Lona stared down at the board, as if she were trying to plot her next move. Really, she was trying to take in what Harm had said.
Fenn is too afraid
. It was almost what she'd told him when they broke up – that he wanted normalcy too much. But Harm's interpretation was a perversion. She'd never thought of Fenn as afraid. He was brave in a different way – braver than her, even, for the way he was vulnerable, for the way his emotions were kept at the surface. And not boring. Simple isn't boring. Making a book of childhood photographs wasn't boring. Knowing when the night air tasted like peppermint and when it tasted like cloves wasn't boring.

For the first time since she'd become Harm's hostage, she allowed herself to think about Fenn, and when she thought about him, she missed him, and when she missed him, the feeling cut through to her tendons, to the bone. She should have listened to him that New Year's Eve on the porch, when he tried to tell her they were just having a fight, one that might look better in the morning. She should have listened to Gamb when he told her she was daring Fenn to leave. She should have given him the patience that he'd given her, instead of acting like the only way to pursue her mission was full speed.

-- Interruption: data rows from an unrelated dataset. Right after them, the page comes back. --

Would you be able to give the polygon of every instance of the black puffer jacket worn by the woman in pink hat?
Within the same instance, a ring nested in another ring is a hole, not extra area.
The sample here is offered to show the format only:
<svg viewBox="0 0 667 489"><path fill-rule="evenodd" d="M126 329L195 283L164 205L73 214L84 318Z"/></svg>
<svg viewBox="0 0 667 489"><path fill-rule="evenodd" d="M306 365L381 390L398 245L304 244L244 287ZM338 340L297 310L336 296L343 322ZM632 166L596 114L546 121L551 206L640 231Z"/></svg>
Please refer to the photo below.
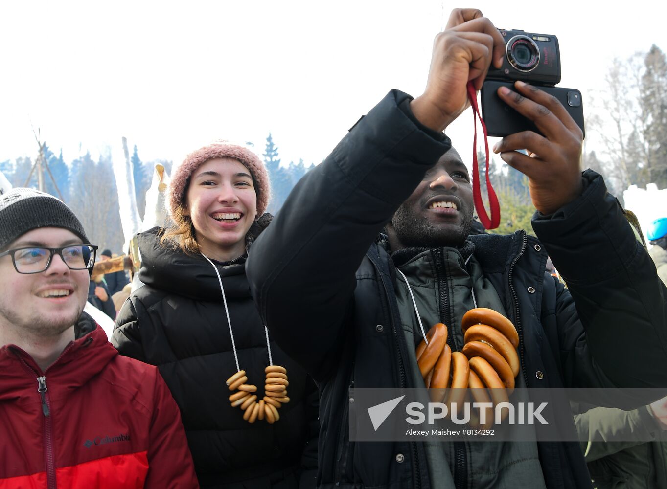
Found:
<svg viewBox="0 0 667 489"><path fill-rule="evenodd" d="M159 246L159 229L139 235L144 286L118 314L111 342L121 354L157 365L173 394L202 487L293 488L314 484L317 391L303 368L271 341L273 364L289 376L289 403L273 425L248 424L229 404L225 380L236 372L220 286L201 256ZM218 264L241 369L263 396L269 364L263 323L245 278L245 258ZM309 404L311 403L311 404ZM307 442L308 450L305 450ZM304 458L304 460L302 460ZM309 474L304 469L309 468ZM307 480L309 476L309 480ZM275 481L286 478L275 486Z"/></svg>

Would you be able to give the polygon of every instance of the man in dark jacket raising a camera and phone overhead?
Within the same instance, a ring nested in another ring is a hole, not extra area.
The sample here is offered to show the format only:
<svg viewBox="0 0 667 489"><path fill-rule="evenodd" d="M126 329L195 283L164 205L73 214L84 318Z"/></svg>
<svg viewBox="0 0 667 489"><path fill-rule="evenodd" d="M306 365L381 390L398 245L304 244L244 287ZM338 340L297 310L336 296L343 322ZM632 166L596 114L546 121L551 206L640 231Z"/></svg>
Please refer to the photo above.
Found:
<svg viewBox="0 0 667 489"><path fill-rule="evenodd" d="M528 176L541 241L468 237L470 177L442 131L466 109L468 82L479 90L504 49L480 11L454 10L426 91L390 92L253 245L247 274L260 314L319 382L320 487L590 487L574 442L350 442L349 388L424 386L416 310L448 325L452 350L470 308L510 318L518 387L667 386L667 290L602 177L580 171L580 127L525 83L498 96L542 135L513 134L494 151ZM548 254L570 291L545 272ZM569 422L562 429L574 432Z"/></svg>

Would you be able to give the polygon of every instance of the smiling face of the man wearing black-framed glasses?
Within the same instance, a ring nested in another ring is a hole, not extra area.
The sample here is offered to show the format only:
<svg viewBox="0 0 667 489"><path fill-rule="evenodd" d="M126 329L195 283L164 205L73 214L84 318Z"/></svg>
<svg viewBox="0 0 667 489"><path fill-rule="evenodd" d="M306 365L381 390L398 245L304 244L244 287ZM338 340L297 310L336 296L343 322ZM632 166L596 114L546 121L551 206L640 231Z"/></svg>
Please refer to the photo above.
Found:
<svg viewBox="0 0 667 489"><path fill-rule="evenodd" d="M33 229L8 249L23 246L59 248L81 244L81 238L62 228ZM43 272L20 274L11 256L0 258L0 328L33 338L56 337L69 329L79 316L88 296L88 270L70 270L54 254Z"/></svg>

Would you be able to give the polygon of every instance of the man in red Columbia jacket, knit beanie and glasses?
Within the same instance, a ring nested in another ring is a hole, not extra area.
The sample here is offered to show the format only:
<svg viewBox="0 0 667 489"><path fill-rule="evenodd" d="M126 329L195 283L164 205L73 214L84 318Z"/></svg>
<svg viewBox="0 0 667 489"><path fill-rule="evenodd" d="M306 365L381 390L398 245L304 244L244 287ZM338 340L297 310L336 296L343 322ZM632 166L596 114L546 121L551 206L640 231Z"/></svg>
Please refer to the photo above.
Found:
<svg viewBox="0 0 667 489"><path fill-rule="evenodd" d="M88 243L55 197L0 196L0 488L197 488L157 368L83 312Z"/></svg>

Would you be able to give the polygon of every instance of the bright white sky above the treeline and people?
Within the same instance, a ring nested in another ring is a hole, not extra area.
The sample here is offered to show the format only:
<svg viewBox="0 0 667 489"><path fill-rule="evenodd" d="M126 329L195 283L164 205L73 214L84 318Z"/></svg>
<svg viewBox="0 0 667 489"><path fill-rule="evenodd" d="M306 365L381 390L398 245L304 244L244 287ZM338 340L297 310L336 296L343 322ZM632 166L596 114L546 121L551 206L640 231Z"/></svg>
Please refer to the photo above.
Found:
<svg viewBox="0 0 667 489"><path fill-rule="evenodd" d="M595 6L594 6L595 4ZM603 7L604 5L604 7ZM661 5L658 7L657 5ZM563 87L586 97L614 57L667 50L664 2L480 1L496 27L554 34ZM0 5L0 161L34 157L30 121L65 161L121 136L143 161L269 131L283 163L319 163L392 88L420 95L441 1ZM466 159L472 114L448 130Z"/></svg>

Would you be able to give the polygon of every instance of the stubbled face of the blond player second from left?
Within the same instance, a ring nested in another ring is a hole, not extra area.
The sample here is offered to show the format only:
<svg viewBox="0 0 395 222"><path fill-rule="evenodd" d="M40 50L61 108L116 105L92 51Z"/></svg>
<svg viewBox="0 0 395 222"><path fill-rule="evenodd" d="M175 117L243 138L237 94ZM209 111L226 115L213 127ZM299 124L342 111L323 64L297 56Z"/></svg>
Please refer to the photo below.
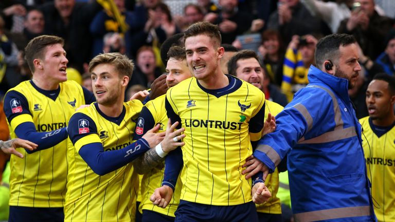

“That made you upset, didn't it?” Harm had cocked his head to the side, a curious puppy. She didn't have the energy to explain human emotions to him, to watch him collect her feelings like specimens in a glass display box.

“No,” she lied. “But this game is too easy, and it's late. Can we go check on Zinedine?”

Katie was in the chair when they got downstairs, after working their way through the maze-like basement. Her head drooped forward, her eyes were closed, the bangs of her hair were drenched with sweat. A wave of nausea rolled through Lona's belly. She and Harm had arrived just in time to watch the last thing she wanted to see: another trial.

But no, now Katie's eyes were opening and Zinedine was kneeling next to her, talking softly, taking notes. The trial must have just ended. Zinedine handed Katie a glass of juice, patting her arm and then leading her over to a cot in the corner of the room. The lab had grown more cluttered the more time Zinedine had spent working in it. Over to the side, lined along the wall, were bins and containers of whatever materials she was working with – jars of a clear, kerosene-smelling liquid that must be the flammable diluent Zinedine talked about.

When it appeared that Katie was sleeping, Zinedine looked up and saw Lona. Her face broke out into a tired smile. “Jane! Am I late? I don't even know what time it is.” She had bags under her eyes, which were run through with red.

“It's after eleven. I asked if we could come down and check on you.”

Zinedine put her arm around Lona, a distracted half-embrace, and somehow the casualness of the gesture was more intimate than if it had been intentional. “Thank you. I don't know how I'm still standing.”

“How did today go?” Harm interjected.

Zinedine's smile faltered a little as she turned to Harm. “Fine. Good, even. She remembered a crumbling wall and someone screaming.”

Someone screaming
. Lona didn't know what her mother was putting into Katie's head – she'd never watched the Paths herself. The descriptions sounded like things you work to forget, not to remember.

“Did she remember who was screaming? What about the alley?”

“No, but it's progress.”

“How much of the wall did she remember? Did she know where she was? I need to know exactly what I can tell my contacts about how the experiment is going.”

“She's doing the best she can, Harm.” Zinedine gave Lona's arms a final squeeze and began pulling on a set of gloves she'd removed when talking to Katie, ready to head back into the lab. “So am I.”